In the end, Dwyane Wade (my man) was named the MVP.  And with the line that he put up, there was no argument: 28 points (game high), 11 assists, 6 rebounds and five steals.  He simply did what he does all year round and play perhaps the most complete all around game in the NBA.  He and Lebron worked seamlessly together and put on a fantastic display of dunks, passing and (most importantly) defense.  Watching the two of them play together is truly amazing and it will be treat to see this continue for hopefully most of this next decade.  I don’t want them to ever be on the same team, because it is too much fun to watch them compete.  Even in the game, they were neck and neck with scoring and you found yourself rooting for each one to top the other.  While Lebron sat out in the second quarter, Wade upped his scoring.  Then, when Lebron was back in, he became more aggressive and you could almost sense he was thinking “gotta match Dwyane, gotta match Dwyane.”  I don’t know if there have been two players so closely linked in their styles and competition in the history of the NBA.  That is not to use “closely” as an adjective to describe their similarity in style, but to describe the scrutiny that each has  placed on them by the rest of the league and in their comparison to one another.  Wade edging out Lebron to win this award just ups the ante that much.  Lebron has two All-Star MVPs and one League MVP, while Wade as one All-Star MVP, one Finals MVP, one Championship and one Scoring Title.  These guys could go back and forth with the accolades and awards for years to come and we will be all the richer for it.  Especially if the NBA begins is climb back to the forefront of cultural consciousness as it once did when Michael Jordan ruled the court and the world.  I hope these two are able to bring it back to that level because then the world can be further exposed to the great personalities and talents that were on display last night from players such as Dwight Howard, Kevin Durant, Rajon Rondo, Carmelo Anthony, Deron Williams, Paul Pierce, Chris Bosh and Derrick Rose.  These players are all terrific but they need the powers of Wade and Lebron to bring this game to everyone’s TV sets and not just to devoted, beerswilling fans like me.

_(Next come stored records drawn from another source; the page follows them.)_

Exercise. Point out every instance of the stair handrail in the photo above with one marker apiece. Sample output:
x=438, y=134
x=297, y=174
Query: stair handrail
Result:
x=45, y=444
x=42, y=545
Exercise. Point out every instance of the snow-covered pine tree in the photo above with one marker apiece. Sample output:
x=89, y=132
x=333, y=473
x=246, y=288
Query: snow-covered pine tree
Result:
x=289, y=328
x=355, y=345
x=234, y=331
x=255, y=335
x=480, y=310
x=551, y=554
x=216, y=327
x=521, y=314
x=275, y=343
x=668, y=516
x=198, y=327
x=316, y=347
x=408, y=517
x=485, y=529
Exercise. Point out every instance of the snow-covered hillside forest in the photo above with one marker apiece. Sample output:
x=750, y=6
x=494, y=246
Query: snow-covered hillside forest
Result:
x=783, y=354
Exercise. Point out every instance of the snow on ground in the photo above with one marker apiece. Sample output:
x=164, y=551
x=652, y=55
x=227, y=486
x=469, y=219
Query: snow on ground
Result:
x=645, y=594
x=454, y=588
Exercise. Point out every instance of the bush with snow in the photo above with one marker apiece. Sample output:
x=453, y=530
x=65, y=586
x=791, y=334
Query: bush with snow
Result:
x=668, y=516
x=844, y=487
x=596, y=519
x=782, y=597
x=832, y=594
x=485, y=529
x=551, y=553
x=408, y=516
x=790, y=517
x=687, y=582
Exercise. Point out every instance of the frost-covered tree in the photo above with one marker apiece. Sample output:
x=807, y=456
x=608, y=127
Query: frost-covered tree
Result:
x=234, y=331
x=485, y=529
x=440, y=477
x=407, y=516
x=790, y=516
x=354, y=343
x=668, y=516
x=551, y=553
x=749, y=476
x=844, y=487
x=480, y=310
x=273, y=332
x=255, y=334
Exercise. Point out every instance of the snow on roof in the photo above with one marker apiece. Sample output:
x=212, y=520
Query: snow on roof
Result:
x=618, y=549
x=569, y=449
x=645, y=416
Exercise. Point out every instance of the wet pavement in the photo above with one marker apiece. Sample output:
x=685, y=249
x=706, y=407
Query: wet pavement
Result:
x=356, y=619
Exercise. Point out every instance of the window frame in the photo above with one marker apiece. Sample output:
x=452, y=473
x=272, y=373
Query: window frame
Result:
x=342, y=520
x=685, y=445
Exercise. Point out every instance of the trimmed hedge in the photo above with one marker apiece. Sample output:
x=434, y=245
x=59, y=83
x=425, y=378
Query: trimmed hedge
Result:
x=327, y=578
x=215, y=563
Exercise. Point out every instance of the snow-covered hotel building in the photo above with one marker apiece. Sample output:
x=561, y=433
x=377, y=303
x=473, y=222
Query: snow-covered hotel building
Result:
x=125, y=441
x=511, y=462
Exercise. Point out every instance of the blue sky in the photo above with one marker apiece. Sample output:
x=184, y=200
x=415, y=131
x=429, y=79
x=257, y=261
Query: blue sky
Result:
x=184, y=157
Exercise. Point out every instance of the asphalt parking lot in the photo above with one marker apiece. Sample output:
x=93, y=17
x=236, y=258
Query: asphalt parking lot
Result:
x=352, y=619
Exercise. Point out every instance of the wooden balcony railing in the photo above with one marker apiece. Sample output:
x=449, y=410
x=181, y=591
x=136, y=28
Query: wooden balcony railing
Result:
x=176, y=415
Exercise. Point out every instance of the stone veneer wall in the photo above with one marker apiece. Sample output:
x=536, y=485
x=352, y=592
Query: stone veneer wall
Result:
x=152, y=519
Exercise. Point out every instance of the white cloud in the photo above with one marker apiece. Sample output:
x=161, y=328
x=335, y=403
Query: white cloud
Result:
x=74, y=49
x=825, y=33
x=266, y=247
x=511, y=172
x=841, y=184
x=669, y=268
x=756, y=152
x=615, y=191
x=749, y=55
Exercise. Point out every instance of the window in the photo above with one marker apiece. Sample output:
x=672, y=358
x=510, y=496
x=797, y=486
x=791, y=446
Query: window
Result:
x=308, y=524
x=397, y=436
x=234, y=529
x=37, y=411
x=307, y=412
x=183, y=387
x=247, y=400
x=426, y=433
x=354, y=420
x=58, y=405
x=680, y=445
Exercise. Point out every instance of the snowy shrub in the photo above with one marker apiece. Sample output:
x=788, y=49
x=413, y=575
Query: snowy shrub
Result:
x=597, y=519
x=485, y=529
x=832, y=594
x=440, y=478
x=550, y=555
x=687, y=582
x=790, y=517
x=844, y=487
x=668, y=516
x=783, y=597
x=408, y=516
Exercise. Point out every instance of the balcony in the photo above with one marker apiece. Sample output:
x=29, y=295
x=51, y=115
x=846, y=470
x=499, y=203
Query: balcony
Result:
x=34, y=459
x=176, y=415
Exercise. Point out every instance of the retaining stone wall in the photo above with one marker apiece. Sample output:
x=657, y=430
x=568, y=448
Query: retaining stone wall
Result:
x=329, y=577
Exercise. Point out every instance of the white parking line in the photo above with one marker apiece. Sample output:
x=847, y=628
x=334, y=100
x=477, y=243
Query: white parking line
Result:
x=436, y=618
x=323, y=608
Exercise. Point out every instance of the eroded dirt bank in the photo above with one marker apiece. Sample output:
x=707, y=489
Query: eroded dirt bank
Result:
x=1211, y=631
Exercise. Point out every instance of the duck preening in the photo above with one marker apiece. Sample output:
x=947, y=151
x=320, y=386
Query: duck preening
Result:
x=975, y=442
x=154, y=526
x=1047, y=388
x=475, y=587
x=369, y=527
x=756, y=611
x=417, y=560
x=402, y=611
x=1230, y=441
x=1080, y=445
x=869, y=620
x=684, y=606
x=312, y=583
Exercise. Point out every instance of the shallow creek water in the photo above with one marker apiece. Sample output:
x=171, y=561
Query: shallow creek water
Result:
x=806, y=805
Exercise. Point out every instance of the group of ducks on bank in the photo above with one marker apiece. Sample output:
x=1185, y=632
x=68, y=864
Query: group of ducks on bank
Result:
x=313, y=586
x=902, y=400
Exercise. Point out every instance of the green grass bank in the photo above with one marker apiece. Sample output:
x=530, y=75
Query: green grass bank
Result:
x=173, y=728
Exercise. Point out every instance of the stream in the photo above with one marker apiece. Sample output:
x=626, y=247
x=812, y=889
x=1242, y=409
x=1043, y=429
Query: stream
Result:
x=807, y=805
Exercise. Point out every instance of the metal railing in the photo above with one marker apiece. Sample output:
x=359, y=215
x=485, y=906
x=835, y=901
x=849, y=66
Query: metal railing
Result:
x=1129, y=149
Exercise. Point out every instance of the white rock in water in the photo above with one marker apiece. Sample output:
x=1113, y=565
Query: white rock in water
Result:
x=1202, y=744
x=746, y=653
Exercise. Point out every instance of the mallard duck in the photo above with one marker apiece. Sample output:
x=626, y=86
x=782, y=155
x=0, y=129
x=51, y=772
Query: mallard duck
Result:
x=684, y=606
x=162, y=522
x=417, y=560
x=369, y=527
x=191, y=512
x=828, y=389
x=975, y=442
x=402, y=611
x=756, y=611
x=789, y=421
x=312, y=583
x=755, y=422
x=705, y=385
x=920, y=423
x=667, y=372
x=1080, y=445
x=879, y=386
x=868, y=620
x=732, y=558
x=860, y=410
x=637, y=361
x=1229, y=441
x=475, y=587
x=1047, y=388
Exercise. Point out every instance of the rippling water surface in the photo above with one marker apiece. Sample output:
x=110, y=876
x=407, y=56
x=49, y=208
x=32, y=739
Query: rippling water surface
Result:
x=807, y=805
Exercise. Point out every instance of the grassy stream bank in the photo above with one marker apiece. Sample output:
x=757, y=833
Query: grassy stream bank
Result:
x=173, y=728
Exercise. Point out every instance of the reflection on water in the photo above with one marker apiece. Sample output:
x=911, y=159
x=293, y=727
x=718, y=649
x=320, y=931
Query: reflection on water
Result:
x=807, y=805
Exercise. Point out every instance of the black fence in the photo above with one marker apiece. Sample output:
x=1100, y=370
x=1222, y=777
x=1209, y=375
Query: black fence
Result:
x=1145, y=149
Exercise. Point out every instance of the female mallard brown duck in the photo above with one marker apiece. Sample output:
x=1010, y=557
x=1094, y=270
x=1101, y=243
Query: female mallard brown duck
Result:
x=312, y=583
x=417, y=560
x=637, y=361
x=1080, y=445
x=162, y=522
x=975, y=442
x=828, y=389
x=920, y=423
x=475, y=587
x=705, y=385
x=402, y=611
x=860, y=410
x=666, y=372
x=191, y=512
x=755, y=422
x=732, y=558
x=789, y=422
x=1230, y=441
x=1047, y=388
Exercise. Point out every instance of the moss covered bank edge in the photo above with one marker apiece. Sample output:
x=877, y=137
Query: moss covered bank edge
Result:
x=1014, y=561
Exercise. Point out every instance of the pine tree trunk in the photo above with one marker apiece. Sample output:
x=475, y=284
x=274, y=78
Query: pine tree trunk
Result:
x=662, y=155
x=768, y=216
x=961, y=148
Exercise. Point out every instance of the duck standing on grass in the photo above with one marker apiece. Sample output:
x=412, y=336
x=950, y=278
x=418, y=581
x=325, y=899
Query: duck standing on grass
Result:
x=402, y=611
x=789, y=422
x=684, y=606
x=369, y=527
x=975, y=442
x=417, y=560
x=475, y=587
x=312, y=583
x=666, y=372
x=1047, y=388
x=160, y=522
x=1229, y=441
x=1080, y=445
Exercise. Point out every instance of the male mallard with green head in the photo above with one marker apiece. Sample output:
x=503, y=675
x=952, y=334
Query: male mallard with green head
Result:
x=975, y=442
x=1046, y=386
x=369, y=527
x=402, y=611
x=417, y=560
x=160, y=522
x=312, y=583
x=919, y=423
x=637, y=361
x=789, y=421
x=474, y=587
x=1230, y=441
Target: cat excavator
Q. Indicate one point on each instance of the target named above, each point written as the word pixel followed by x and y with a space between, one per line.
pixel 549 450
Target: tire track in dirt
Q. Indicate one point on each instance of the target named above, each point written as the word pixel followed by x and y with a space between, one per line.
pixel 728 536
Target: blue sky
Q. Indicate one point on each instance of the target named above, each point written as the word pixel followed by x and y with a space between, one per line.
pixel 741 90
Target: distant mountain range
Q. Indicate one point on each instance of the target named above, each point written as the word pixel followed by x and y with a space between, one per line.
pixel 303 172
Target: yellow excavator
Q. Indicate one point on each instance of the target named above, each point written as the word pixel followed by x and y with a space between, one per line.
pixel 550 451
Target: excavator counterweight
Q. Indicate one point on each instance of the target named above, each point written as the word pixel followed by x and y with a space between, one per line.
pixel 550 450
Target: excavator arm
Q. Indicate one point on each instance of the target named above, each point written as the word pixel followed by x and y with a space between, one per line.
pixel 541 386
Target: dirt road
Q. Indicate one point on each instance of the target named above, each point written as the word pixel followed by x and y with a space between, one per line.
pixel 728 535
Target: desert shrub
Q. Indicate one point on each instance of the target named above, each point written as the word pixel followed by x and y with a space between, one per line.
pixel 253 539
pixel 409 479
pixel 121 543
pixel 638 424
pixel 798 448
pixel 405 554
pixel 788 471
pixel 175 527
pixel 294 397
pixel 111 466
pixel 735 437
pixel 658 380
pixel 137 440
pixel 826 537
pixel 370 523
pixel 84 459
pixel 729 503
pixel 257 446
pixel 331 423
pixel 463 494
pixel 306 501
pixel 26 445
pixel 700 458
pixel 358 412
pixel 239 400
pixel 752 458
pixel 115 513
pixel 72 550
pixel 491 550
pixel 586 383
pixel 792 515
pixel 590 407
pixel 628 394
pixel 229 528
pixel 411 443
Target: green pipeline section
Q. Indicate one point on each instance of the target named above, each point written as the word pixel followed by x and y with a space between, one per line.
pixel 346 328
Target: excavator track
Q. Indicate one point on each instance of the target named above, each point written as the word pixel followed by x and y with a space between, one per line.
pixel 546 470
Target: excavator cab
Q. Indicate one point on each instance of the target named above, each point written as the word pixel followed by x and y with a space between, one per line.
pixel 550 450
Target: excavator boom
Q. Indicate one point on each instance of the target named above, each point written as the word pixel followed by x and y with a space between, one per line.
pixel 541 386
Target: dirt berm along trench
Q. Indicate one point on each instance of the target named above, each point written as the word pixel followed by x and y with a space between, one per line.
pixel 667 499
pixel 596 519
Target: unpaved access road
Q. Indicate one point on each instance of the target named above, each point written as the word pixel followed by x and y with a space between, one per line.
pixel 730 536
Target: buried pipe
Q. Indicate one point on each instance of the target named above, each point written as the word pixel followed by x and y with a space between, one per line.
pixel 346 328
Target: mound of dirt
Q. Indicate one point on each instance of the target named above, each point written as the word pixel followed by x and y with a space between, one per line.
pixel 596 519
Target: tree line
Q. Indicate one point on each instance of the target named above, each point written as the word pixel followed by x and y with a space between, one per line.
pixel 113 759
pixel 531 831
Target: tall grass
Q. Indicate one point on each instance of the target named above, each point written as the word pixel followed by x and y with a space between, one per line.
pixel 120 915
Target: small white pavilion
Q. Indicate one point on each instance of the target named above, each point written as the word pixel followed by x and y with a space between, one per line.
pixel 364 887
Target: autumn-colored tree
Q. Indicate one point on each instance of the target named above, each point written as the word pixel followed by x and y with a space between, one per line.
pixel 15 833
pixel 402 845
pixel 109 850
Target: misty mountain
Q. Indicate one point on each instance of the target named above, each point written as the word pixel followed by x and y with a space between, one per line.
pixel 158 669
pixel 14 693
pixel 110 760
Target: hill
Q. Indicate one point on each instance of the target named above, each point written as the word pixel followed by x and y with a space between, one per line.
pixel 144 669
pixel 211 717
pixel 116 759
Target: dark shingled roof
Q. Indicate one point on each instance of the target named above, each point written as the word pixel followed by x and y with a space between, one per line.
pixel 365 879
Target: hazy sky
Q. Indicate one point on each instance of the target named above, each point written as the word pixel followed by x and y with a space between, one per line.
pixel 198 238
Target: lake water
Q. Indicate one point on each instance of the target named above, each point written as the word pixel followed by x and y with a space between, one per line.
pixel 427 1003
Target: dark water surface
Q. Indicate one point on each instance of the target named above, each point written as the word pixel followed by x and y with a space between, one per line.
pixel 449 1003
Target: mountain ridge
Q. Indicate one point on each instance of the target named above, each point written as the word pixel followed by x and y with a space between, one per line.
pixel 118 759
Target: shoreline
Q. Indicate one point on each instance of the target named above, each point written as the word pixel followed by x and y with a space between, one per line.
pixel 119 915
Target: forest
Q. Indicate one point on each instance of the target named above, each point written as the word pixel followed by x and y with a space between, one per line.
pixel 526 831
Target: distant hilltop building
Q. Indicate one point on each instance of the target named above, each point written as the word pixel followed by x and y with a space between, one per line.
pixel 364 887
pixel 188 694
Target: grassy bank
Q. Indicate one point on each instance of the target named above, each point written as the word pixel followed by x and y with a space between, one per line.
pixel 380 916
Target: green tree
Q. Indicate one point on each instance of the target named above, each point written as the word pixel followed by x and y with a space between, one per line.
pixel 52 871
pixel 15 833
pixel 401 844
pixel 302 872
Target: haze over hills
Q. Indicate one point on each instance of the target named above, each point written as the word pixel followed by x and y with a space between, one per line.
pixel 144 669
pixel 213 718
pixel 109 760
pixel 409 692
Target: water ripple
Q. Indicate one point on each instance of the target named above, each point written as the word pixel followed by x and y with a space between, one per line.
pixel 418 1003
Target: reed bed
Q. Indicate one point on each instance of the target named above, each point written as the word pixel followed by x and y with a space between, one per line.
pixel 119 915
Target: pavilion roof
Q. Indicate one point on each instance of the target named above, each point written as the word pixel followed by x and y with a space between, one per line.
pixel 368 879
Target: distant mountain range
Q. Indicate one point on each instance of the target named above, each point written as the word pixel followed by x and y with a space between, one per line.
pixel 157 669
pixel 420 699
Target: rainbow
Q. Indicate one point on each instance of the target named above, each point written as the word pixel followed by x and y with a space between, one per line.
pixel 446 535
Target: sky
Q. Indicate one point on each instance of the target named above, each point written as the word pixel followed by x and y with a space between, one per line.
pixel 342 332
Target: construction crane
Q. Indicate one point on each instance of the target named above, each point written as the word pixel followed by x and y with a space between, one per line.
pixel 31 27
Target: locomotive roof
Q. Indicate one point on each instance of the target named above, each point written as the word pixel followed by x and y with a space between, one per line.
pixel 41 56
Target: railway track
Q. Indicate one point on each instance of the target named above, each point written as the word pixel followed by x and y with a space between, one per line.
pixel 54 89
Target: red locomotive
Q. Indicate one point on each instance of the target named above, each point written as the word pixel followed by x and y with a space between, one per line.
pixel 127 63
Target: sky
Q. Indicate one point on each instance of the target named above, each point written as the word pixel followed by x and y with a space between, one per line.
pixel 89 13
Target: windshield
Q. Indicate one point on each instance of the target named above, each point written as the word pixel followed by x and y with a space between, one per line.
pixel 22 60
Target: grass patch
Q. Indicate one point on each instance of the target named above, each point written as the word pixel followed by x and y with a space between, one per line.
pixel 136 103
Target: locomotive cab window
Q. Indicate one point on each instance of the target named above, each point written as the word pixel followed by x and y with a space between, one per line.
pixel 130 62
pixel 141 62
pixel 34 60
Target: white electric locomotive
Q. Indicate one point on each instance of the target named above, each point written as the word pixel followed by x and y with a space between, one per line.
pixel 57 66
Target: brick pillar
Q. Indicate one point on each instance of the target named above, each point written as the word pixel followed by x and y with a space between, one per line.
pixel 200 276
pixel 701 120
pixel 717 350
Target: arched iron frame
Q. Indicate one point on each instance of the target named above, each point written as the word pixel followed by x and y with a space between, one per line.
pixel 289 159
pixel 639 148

The mixture of  aging veterans (leadership and poise), rising veterans (awe, grace, envy or the “I wanna be like Mike Effect”), and young players (hope, skill, potential) that is present in the NBA right now is bound for success.  All of these aspects were on display this past weekend and it left me, while I was watching the All-Star Game on Sunday Night, mumbling “Now things are finally back in order.”  And this year more than I ever I truly believe it.  After a decade of trying to fill the shoes of Michael Jordan and restore order to the league, it seems that the solution is not to find the next M.J. per se, but to find a level of competition, sportsmanship and personality for the league that will breed the next M.J. or transcendant player.  Lebron may be that player, Wade may be an M.J. copy and neither of them will ever be the “next M.J.” but they are laying and have laid a foundation for the league to be that great again, for the league to produce players that have the competitive fire, the knowledge of the game and the extreme level of skill that the majority of the stars in M.J.’s era had.





We will never get Michael back again.  But we can get his league back again.  And in many ways, that is a much better reward.